This past weekend a couple of minor (okay, very minor) Buffalo imports hit up the Steel City as part of the Quad City Blogger Tour while one of Pittsburgh’s best-bred acts, the splice king Girl Talk, invaded Canalside. Hitching a ride with Buffalo Eats, a couple of us buffaBLOGGERS took full advantage of the wonderful accommodations that our host city, and more specifically the staff at Visit Pittsburgh, supplied.

Between exploring some Pittsburgh attractions (the museum of megalomaniacal Andy Warhol may have been our favorite), and a lot of good eating and drinking (did I mention we traveled with Buffalo Eats?), we somehow managed to make a musical weekend out of it. Friday night in Millvale, about a ten minute drive across one of Pitt’s many bridges, we hit up Mr. Smalls for a sold-out performance from Baltimore’s Future Islands.

It’s a super-quick ride over the river from downtown Pittsburgh to the venue Mr. Smalls Funhouse, so it’s not a huge deal to either drive or take a cab. Mr. Smalls is a gutted eighteenth-century church that is now a 650 capacity theater. It’s visually stunning to walk into, and even more impressive when you realize that the space holds two bars, enormous acoustic sound technology and lighting systems, as well as artist housing and recording studios.

Mr. Smalls represents a true postmodern repurposed space in this way. The venue prides itself on being the perfect size for a show that’s both intimate and epic, and it’s proven itself to be the perfect place for a couple of our (respective) favorite acts ever: within the last few years, they have hosted the likes of Jenny Lewis, Broken Social Scene, Stars, Baroness, and Metric, among others. So swoon-worthy.

Artists that come through to Mr. Smalls can stay in the Rock Hostel or the School House, both appointed with cool, modern decoration. The recording studio has had clients as diverse as Ryan Adams, Anti-Flag, the Black Eyed Peas, and Rasputina. These spaces have helped out both national touring acts and local groups with their art and work, whether through having ample space to get ready and decompress before a performance or having a creative place to get started on a record. This place loves their local scene as well—they’re even hosting a “rock star reality camp” called Real Life Music Camp to get teens a steady foothold in the industry.

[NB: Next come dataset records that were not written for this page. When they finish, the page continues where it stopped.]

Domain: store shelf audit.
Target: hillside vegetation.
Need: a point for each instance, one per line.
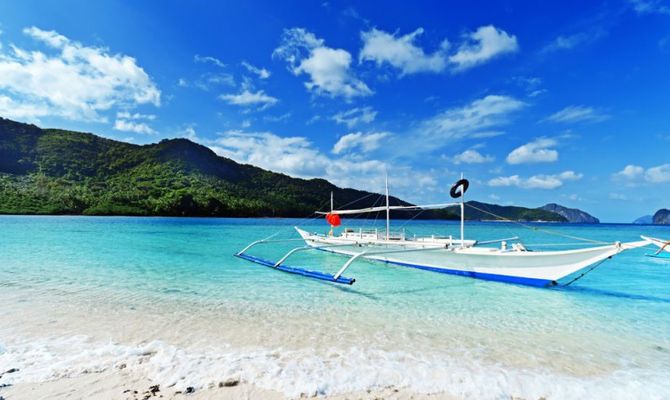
(52, 171)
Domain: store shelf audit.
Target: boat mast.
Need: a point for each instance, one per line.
(388, 210)
(462, 214)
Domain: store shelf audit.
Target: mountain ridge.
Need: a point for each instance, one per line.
(573, 215)
(55, 171)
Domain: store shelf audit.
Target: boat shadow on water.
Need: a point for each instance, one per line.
(609, 293)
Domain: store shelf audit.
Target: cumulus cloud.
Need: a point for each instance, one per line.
(328, 68)
(471, 156)
(247, 98)
(632, 173)
(482, 45)
(262, 73)
(567, 42)
(535, 181)
(208, 59)
(70, 80)
(536, 151)
(134, 122)
(650, 7)
(365, 142)
(355, 116)
(401, 52)
(577, 114)
(475, 120)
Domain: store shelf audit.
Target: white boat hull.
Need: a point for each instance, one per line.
(662, 244)
(544, 268)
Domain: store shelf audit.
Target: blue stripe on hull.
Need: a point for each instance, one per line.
(665, 255)
(482, 275)
(471, 274)
(298, 271)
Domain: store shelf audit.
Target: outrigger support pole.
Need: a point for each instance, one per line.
(303, 248)
(374, 253)
(252, 244)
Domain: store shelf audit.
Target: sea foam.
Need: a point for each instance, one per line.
(308, 372)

Pittsburgh seems magical and extremely supportive of music, and we absolutely needed you to know about this awesome venue. At the end of the month, dreamy Washed Out will be performing with special guests Small Black at Mr. Smalls. We are also impressed with their D.I.Y. music space, the Mr. Roboto Project, an all-ages cooperative venue that will soon be hosting sweet acts like Sundials and Alex G, both of whom you absolutely check out. For a few other bigger acts, look to the Altar Bar, which will soon have groups such as Wavves, The Orwells, and Real Estate onstage.

As for the show itself, we managed to only catch the last song from Dan Boekner’s latest project, Operators (a late dinner can take the blame for that one). Between his work in Divine Fits, Handsome Furs, and Wolf Parade, Operators seemed to tend more toward the nervy and dark electro-rock of HF, so hopefully we can catch them again in the future.

Just after 9:30, the four-piece Future Islands took the stage. A star is born in frontman Samuel Herring, who seemed appreciative of the sold-out crowd and noted that the last time they played the venue there was just a small, lively audience of about 100. Herring was forthcoming with the audience that much of the material from their latest breakthrough album, Singles, was written about Herring’s crumbled relationship with a Pittsburgh girl. Those in attendance enjoyed the hometown connection, and, thankfully, judging by his reaction onstage, Herring had clearly moved on.

Much of the performance took from Singles, from the reach-for-the-sky track “Doves,” to the wistful “Dreams of You and Me,” to their striking single “Seasons (Waiting on You).” Herring’s now-famous rubber legs (and quite nearly twerking moves) were in full force that evening, probably causing a few members of the audience, both men and women, to faint. Has Sam Herring become one of the more unlikely sex symbols in indie rock? From the sounds of the crowd, it certainly seems like he has. Think of it something like this.

Other standouts of the evening were “Tin Man,” one of In Evening Air’s strongest tracks, the hypnotic “Beach Foam,” and the closer of both the show and the album Wave Like Home, the drifting “Little Dreamer.” Both professional and engaging, as well as genuinely fun, Sam Herring and the rest of Future Islands treated the sold-out Mr. Smalls with respect and humor as homage to the repurposed Pittsburgh holy place that it is.